Happy Walters – Interview

Happy Walters

An interview with the executive producer of the Spawn Soundtrack, and CEO of Immortal Records
by Scott Hefflon

On the Spawn soundtrack, you paired up well-known rock bands with electronic’s top DJs. In ’93, you teamed up rock/metal bands with rap/hip hop artists on the Judgment Night soundtrack. What else have you signed and/or released?
Soundtrack-wise, I’ve done maybe 20, but they’re not all like those two. Like the Bad Boys soundtrack, Robert Altman’s Ready to Wear, and a cool little movie called Love and a .45.

That had Johnny Cash’s “Ring of Fire” and Reverend Horton Heat on it, right?
And Kim Deal doing Nazareth’s “Love Hurts.” It had a little bit of everything.

Is there a theme that runs throughout your soundtracks, or is there a specific criteria a movie has to have for you to do the soundtrack?
No. If I like the project, I’ll do it. The label I run, Immortal, has Korn, The Urge, and Incubus signed to it. I used to manage all the hip hop artists like Cypress Hill and Wu-Tang Clan.

What was your favorite song off the Judgment Night soundtrack?
I really liked Teenage Fanclub and De La Soul’s “Fallin’.” “I Love You Mary Jane” by Cypress Hill and Sonic Youth was really good, as was “Freak Momma” by Sir Mix-A-Lot and Mudhoney.

I liked the dark, creeping quality of “Judgment Night” by Onyx and Biohazard, and “Another Body Murdered” by Boo-Ya Tribe and Faith No More is probably the best crossover shotgun blast, finally topping the Public Enemy and Anthrax team-up. But Slayer and Ice-T working an Exploited cover into “Disorder” really wiped everyone off the playing field as far as sheer aggression goes.
That song was really cool. Slayer is the only act to appear on both the Judgment Night and Spawn soundtracks.

If there are 14 tracks with two bands co-writing each song, that means you coordinated 28 bands/artists. How the hell did you do it?
Actually, we have extras, too. We have 34 bands in all. Basically, I picked bands I liked, talked to them about doing the soundtrack, and asked them to pick four of their favorite artists they’d like to collaborate with. Then I hooked everybody up.

Was there a lot of overlap – bands requesting other bands you already wanted to work with?
Yeah, a lot of the bands were requesting each other.

Were there any real surprises? Putting two bands in the studio together and getting back something entirely different than you’d expected?
On Judgment Night, Teenage Fanclub was like that, and on Spawn, Filter and The Crystal Method really came together well. Silverchair surprised me because I didn’t think they’d do anything like “Spawn,” and even though Incubus is on my label and I love them, I’d have to say “Familiar” is one of my favorite songs. I thought the Slayer/Atari Teenage Riot came out really cool. I wasn’t sure how that was going to come out at all, but it turned out really well.

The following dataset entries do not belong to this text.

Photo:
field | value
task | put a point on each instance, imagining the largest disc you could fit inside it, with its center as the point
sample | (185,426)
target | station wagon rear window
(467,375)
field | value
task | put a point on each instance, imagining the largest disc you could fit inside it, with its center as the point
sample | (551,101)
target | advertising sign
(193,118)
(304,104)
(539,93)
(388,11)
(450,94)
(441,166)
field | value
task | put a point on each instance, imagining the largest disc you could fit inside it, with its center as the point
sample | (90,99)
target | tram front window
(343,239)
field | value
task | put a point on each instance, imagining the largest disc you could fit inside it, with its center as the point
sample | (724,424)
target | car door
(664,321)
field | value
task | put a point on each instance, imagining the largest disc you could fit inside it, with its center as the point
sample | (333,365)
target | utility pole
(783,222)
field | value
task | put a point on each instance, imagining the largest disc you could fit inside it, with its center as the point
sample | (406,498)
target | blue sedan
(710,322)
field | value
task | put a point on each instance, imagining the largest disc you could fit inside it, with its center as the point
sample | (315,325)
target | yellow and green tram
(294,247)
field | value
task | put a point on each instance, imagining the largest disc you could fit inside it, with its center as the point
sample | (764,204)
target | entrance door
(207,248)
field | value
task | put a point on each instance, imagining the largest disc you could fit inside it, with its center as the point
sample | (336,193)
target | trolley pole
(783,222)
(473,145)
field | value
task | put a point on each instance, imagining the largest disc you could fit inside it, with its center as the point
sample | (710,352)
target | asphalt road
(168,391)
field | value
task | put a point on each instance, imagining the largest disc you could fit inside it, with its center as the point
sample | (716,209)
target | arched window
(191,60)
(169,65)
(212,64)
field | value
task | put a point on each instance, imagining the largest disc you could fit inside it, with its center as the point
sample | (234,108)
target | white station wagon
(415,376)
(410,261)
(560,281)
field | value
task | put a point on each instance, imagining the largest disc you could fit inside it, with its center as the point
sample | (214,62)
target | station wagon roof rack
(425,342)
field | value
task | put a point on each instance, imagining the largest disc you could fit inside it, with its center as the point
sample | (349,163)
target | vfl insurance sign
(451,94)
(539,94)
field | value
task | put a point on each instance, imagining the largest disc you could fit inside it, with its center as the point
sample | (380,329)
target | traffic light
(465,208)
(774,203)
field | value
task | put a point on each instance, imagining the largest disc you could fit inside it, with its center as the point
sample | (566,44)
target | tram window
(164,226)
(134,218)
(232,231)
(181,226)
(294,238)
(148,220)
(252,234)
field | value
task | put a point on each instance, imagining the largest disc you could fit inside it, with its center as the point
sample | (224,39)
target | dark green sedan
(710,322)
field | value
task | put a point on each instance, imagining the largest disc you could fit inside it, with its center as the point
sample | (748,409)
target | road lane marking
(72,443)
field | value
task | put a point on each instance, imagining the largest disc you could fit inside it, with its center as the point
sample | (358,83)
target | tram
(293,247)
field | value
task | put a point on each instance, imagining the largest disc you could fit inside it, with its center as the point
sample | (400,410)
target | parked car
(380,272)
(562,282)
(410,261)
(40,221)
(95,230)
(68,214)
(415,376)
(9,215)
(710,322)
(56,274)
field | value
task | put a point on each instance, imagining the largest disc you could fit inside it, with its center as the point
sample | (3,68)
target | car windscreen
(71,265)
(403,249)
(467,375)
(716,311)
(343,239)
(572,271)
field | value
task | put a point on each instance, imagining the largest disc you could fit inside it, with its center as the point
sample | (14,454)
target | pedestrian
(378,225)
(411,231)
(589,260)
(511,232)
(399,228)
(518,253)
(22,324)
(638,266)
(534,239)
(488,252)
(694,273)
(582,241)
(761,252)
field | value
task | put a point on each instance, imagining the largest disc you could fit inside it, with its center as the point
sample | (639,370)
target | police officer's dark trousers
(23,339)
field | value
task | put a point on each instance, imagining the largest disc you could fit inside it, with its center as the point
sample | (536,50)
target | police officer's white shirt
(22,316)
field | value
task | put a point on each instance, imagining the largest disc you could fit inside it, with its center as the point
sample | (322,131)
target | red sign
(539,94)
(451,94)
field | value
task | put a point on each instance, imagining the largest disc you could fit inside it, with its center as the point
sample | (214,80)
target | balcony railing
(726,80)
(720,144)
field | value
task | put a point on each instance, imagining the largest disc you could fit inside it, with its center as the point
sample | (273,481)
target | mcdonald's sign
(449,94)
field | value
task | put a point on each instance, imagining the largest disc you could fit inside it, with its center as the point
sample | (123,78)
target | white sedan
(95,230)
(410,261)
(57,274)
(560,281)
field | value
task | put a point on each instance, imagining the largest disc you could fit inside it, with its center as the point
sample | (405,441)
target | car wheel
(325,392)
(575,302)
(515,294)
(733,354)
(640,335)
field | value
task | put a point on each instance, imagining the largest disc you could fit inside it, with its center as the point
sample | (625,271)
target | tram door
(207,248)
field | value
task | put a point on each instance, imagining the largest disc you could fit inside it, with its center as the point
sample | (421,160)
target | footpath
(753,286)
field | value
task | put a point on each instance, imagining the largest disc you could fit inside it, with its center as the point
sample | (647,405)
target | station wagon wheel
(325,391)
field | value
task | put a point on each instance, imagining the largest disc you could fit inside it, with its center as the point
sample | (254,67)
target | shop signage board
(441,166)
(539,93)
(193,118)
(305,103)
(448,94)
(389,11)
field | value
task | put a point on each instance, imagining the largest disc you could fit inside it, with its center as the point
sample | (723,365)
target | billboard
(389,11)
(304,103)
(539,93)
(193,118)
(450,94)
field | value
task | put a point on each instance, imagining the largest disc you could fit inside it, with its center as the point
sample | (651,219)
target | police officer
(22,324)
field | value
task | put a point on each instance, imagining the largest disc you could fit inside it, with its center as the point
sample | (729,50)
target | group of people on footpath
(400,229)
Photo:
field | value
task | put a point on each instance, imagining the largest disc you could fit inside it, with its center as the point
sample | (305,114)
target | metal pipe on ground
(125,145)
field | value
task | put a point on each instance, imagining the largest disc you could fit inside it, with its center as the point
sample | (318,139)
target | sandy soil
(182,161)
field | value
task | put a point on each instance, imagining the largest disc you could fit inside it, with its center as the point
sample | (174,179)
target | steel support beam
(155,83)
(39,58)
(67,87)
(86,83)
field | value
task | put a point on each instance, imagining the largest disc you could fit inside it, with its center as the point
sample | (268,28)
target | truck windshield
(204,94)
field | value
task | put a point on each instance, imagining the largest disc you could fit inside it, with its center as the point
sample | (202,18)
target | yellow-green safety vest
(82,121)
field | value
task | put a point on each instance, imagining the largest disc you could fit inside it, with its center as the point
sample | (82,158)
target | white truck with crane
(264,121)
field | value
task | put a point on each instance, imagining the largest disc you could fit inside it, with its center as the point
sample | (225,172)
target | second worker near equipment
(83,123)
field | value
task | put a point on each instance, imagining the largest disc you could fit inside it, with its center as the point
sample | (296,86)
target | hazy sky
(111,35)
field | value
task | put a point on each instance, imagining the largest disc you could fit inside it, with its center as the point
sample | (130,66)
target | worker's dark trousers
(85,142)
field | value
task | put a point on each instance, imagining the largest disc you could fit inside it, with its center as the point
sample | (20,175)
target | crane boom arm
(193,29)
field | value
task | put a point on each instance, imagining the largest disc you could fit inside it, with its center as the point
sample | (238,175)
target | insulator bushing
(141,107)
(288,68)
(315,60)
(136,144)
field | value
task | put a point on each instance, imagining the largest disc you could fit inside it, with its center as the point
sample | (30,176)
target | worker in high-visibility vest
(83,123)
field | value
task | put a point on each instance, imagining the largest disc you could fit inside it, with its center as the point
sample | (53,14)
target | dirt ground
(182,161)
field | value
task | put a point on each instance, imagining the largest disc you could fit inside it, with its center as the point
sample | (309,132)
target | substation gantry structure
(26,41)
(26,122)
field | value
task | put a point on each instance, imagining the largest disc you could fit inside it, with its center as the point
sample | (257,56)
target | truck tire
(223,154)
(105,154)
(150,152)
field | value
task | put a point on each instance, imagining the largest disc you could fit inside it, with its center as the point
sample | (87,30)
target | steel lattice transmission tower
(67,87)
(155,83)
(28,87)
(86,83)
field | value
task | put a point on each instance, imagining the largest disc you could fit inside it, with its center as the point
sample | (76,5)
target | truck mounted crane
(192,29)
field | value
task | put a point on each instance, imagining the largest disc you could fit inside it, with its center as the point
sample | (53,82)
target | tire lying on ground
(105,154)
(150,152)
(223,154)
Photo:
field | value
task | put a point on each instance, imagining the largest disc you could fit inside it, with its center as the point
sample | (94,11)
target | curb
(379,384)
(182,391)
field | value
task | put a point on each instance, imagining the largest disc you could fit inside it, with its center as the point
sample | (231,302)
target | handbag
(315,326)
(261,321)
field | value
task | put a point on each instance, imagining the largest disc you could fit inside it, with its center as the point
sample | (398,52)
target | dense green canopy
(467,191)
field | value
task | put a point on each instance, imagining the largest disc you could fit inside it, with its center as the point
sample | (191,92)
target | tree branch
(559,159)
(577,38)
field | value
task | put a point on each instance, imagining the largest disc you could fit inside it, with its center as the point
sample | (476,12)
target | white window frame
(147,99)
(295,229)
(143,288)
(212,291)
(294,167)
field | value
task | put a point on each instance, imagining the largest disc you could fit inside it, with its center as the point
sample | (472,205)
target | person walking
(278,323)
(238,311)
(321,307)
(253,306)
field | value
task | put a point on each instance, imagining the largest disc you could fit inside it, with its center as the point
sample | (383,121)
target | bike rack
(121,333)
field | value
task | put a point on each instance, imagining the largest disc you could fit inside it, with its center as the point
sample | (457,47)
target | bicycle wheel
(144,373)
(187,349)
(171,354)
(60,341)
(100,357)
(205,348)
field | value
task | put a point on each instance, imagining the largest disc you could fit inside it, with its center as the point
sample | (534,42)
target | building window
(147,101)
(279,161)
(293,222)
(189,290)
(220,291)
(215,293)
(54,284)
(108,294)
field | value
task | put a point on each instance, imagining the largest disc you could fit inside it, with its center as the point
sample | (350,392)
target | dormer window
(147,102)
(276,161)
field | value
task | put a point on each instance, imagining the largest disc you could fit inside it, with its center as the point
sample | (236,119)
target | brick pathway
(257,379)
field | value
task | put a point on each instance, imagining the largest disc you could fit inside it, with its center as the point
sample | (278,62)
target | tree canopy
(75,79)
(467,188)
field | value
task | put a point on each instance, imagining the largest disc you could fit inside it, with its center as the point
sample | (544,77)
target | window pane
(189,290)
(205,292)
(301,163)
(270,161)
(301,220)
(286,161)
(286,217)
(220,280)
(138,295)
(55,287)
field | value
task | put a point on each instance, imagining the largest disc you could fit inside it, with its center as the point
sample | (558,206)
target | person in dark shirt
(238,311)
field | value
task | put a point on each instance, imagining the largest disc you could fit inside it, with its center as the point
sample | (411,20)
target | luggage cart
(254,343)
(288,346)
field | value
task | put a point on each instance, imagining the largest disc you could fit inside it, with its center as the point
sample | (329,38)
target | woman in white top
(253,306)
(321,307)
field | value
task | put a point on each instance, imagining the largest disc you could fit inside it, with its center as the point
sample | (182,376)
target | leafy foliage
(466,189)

Metallica wasn’t actually on “For Whom The Bell Tolls (The Irony Of It All)” by DJ Spooky, were they?
No, that was mostly Spooky. Kirk was involved in the Orbital track, but I don’t think Metallica recut any vocals or anything. They were into it, but Spooky pretty much did it all.

That track stands out as the most electronic-oriented song. Were there any other songs were the DJ really took control over the song over the rock band?
Most of the songs were really collaborative, the bands hanging out in the studio together. It really just depended on what each person brought to the song, and how the creative process developed between them.

Besides helping the bands stretch themselves, producing a song they might never have been able to do on their own, what was your intention when you came up the idea?
I was really kinda hoping to turn Middle America onto electronic music. Giving them a Prodigy record, a Chemical Brothers record, or a Daft Punk record and saying, “Here. Like this,” it might be a bit much. But if you give them Filter and they learn about The Crystal Method in the process, then they can follow up on the bands they’re interested in. It’s an introduction, a crash course in electronic music.

You mentioned you have more tracks that didn’t make it to the soundtrack?
They came in late and we didn’t have time to put them on. They’re really good too. We’ve got a Primus track with Meat Beat Manifesto, a Morphine track with the Power 440, Gravity Kills did a track with Moby, and we have more in the works. We might put out those tracks and a few remixes toward the end of the year. It all depends on how that would be viewed. I don’t want it to look like I’m putting out another volume just to make money, but I can’t let these tracks that have never been released just sit here.

What do you plan on releasing in the future?
I’ll keep my eye out for cool movies to do soundtracks to. I actually had the idea for this soundtrack quite some time ago, but I wanted to wait for the right movie to put the musical idea with.

How did you know Spawn was the right movie for a rock/electronic collaboration?
The movie lent itself to upbeat electronic music and well as rock, lots of chase scenes. It just seemed to fit.